Beyond taint tracking. DroidFace does not prevent insecure information flows through covert channels. For instance, applications can still leak sensitive information through implicit flows [16], where the information may flow through the control structure of the program. Information flow control [31] comprises methods and techniques that, in addition to explicit flows, also prevent implicit flows. Soundness is typically shown with respect to the semantic property of noninterference [20]. Information flow security has been explored in the context of Android apps by, e.g., Lortz et al. [27] and Jia et al. [23].

Our work draws inspiration from SME [17]. SME provides a precise enforcement of noninterference by running a program in a controlled manner, once for each security level. Kashyap et al. [24] study different scheduling strategies for SME and address the subtleties of timing- and termination-sensitive noninterference. Rafnsson and Sabelfeld [30], and Zanarini et al. [42] explore scheduling strategies with the goal to leverage SME for attack detection. By contrast to SME, our enforcement does not require scheduling different program copies.

Austin and Flanagan [2, 32] enforce noninterference by runtime manipulation of faceted values. A challenging aspect for this line of work is dealing with non-local control flow and I/O, as the facets must record what can happen when the program takes different control-flow paths. Having explicit secrecy as the goal, our approach is free of these challenges because under our enforcement the program takes the same control-flow path as the original run. Section 1 offers further points of contrast to facelifted values.

Barthe et al. [4] implement SME for noninterference through static program transformation. This approach inherits the scheduling issues from SME and requires the buffering of inputs from lower security levels so that these inputs can be reused by executions running at higher security levels. These issues are not present in our work at the expense of enforcing the more liberal security policy.

Jeeves [41] is a programming language that uses symbolic evaluation and constraint-solving for enforcing information-flow policies. Austin et al. [3] show how to extend Jeeves with faceted values to propagate multiple views of sensitive information in a single faceted execution.

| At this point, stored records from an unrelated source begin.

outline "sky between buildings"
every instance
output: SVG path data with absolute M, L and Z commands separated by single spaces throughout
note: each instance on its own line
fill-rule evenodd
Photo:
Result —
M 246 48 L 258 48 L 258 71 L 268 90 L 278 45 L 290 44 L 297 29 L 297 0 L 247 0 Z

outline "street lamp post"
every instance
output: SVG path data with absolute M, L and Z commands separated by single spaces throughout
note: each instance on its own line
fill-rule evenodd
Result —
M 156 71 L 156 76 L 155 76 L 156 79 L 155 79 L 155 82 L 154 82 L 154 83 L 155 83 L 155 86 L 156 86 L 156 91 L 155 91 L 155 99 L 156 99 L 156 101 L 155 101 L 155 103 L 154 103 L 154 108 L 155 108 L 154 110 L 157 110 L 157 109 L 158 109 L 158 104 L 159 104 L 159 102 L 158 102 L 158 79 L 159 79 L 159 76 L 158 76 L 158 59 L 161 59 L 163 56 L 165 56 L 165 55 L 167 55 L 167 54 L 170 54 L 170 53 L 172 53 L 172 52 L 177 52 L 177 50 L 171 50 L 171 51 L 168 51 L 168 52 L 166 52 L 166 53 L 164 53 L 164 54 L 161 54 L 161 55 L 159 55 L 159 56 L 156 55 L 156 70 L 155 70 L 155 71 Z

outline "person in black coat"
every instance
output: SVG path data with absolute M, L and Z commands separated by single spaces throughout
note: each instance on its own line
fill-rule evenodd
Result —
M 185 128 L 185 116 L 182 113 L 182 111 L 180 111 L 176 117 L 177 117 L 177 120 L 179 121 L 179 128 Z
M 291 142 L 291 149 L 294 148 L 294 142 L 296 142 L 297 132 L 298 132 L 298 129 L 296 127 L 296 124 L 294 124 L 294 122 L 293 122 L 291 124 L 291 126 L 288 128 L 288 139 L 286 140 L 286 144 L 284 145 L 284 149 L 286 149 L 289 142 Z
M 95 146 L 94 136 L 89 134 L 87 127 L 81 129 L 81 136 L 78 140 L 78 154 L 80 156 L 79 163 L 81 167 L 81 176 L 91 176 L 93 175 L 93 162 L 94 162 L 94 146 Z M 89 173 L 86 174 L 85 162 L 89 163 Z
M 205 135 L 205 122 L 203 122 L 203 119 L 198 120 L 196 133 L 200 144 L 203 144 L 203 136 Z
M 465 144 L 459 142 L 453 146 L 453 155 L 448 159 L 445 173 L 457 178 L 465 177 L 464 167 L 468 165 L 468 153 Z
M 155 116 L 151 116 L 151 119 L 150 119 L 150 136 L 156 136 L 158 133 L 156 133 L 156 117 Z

Boloşteanu and Garg propose asymmetric SME with declassification [7], focusing on robustness of SME wrt. modified inputs. This is achieved by producing a low slice, a program to compute the public results of the original program.

6 Conclusion

We have presented a dynamic mechanism for taint tracking. Its distinguishing feature is that it does not track taint propagation. Instead, it duplicates the state, representing its tainted and untainted views. We have showed that the mechanism is sound with respect to the policy of explicit secrecy and that it is precise in the sense that runs of secure programs are never modified. Further, we have leveraged the mechanism to detect attacks with zero false positives: whenever a mismatch between tainted and untainted views is detected, it must be due to an attack. Finally, we have implemented DroidFace, a source-to-source transformation for an intermediate Java-like language and benchmarked its precision and performance with respect to typical static and dynamic taint trackers for Android apps. The results show that performance penalty is tolerable while achieving both soundness and no false positives on the tested benchmarks.

Future work includes support for declassification policies. Recent progress on declassification for SME [2, 7, 30, 38] gives us an encouraging start. Exploring facelifted values for machine code integrity is another promising line of future work. We are also interested in extending and optimizing the DroidFace tool as to make it suitable for a large-scale study of Android apps from Google Play. Finally, we will also explore memory optimizations in cases of large numbers of security levels, avoiding duplication.